Post process - UQ

The UQ method automatically converges to a correct solution, i.e. accurate final Probability Density Function (PDF). However, one can be interested in the convergence of the process, which is divided into two aspects. The first aspect represents the selection process of important increment functions, which is done with our prediction scheme. The second aspect represents our adaptive scheme, which optimally samples each increment function. Our adaptive scheme differentiates between the convergence of the final model (global convergence) and the convergence of each increment function.

Theory behind#

Prediction scheme#

The first step in the approximation process represents the selection of important increment functions, i.e. domains that play a crucial role in the process of approximation. Selecting only important increment functions leads to accurate and cheap approximation. Once the prediction scheme is converged, a linear model is selected to approximate the remaining residual. In other words, we are considering only increment functions which are neglected (not used) in the final model. This linear model is called the Linear model of residuals.

Our prediction scheme deselects increment functions based on their statistical influence and only the important increment functions are selected, i.e. increment functions having influence higher than the residual defined by the user. This allows for reducing the number of required samples and such that speeds up the interpolation process.

Our code is designed to consider only increment functions, which could be useful in the process. However, it can happen that the sum of the increment functions with extremely low influence can in total lead to a significant change in the final PDF. For example, the user-set residual is $0.05$ and increment functions $dF_{1.2.3}$ , $dF_{1.2.4}$ , $dF_{1.3.4}$ , $dF_{1.2.3.4}$ have influence around $0.0001$ each. This is significantly lower than a user-defined residual and adding these increment functions would cost an additional 54 samples, which is a very high price. Therefore, these increment functions are neglected. The influence of these increment functions is caught with our linear residual model. Therefore, we let the user decide if these increment functions are needed. If one wants to include these increment functions simply reduce the global residual and re-run the learning process. It should be kept in mind, that this will lead to a larger number of samples required.

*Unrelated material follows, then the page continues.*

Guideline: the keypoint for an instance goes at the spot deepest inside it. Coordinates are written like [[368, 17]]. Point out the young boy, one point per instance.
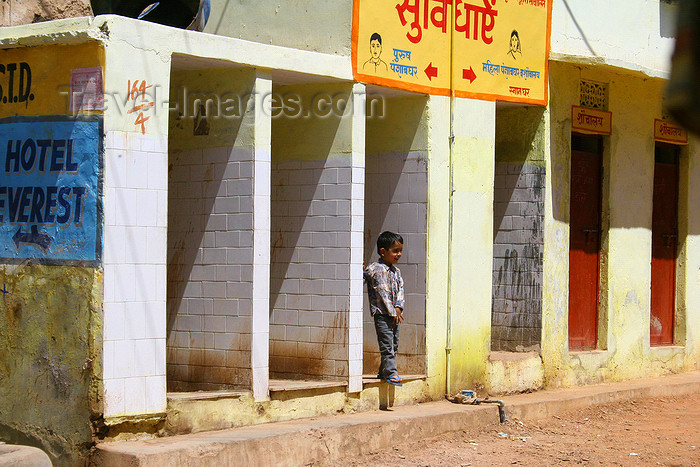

The linear model is selected due to the assumption that the least complex model capable of performing statistical propagation is linear. In other words, any complex function can be approximated with a linear model, if its influence is negligible. In this case, the linear model serves as an estimator of residual. Therefore, adding the results of the linear model to the final model serves as an estimator of the influence of the neglected increment functions. One can consider the function as converged if a change in the final distribution is negligible.

NOTE

For non-normal distributions, large values of variance for the linear model can lead to a very small change in the final model. Therefore, it is suggested to visually check the final distribution.

A very important aspect of the linear model is its conservatives. In other words, in reality, the real influence of neglected increment functions will be lower than predicted by the linear model. Thus, one can expect only smaller changes in the final model than predicted by the linear model. Another property of the linear model is that it naturally converges to zero if all increment functions are used. Therefore, the residual of the model diminishes as more increment functions are included in the final model.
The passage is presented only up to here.